Implement Sahara cluster verification checks

https://blueprints.launchpad.net/sahara/+spec/cluster-verification

Now we don’t have any check to take a look at cluster processes status through Sahara interface. Our plans is to implement cluster verifications and ability to re-trigger these verifications for the particular cluster.

Problem description

Sahara doesn’t have any check for cluster processes health monitoring. Cluster can be broken or unavailable but Sahara will still think that in ACTIVE status. This may result in end-users losses and so on.

Proposed change

First of all let’s make several important definitions in here. A cluster health check is a perform a limited functionality check of a cluster. For example, instances accessibility, writing some data to HDFS and so on. Each health check will be implemented as a class object, implementing several important methods from an abstract base class(abc):

class ExampleHealthCheck(object):
    def __init__(self, cluster, *args, **kwargs):
        self.cluster = cluster
        # other stuff

    @abc.abstractmethod
    def available(self):
        # method will verify

    @abc.abstractmethod
    def check(self):
        # actual health will in here

    def execute(self):
        # based in availability of the check and results
        # of check will write correct data into database

The expected behaviour of check method of a health check is return some important data in case when everything is ok and in case of errors to raise an exception with detailed info with failures reasons.

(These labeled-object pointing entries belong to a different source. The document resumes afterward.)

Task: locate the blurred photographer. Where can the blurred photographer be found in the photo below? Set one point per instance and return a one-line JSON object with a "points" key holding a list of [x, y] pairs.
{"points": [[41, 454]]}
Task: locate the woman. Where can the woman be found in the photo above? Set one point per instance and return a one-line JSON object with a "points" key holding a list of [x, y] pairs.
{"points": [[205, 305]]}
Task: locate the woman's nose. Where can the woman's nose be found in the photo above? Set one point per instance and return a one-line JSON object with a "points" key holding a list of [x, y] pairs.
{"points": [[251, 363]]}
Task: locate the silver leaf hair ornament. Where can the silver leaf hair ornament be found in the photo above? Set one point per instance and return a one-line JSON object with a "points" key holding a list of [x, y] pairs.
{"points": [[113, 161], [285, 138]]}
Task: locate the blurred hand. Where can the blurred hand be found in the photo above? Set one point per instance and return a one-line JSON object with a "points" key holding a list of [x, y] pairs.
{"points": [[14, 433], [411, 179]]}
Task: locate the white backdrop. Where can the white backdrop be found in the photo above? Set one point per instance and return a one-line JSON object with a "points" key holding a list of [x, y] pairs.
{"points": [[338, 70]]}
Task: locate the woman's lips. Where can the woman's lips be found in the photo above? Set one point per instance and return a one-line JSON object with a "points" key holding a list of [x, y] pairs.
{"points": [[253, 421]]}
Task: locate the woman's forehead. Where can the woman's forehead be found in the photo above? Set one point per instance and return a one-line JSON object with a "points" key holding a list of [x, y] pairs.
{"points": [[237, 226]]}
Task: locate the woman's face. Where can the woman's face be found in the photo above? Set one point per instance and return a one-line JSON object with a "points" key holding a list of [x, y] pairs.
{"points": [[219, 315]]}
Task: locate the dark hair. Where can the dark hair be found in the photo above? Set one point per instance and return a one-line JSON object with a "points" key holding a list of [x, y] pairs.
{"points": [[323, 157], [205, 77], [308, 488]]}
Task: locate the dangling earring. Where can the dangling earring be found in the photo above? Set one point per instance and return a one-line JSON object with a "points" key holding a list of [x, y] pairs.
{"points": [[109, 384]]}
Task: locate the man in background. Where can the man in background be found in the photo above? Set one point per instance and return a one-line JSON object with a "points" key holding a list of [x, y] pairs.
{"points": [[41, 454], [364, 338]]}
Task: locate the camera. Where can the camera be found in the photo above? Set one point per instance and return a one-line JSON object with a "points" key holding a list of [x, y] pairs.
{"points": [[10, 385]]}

Let’s describe important statuses of the health checks.

  • GREEN status: cluster in healthy and health check passed correctly. In description in such case we can have the following info: HDFS available for writing data or All datanodes are active and available.

  • YELLOW status: YellowHealthError will be raised as result of the operation, it means that something is probably wrong with cluster. By the way cluster is still operable and can be used for running jobs. For example, in exception message we will see the following information: 2 out of 10 datanodes are not working.

  • RED status: RedHealthError will be raised in such case, it means that something is definitely wrong we the cluster we can’t guarantee that cluster is still able to perform perations on it. For example, Amount of active datanodes is less then replication is possible messange in such case.

  • CHECKING state, health check is still running or was just created.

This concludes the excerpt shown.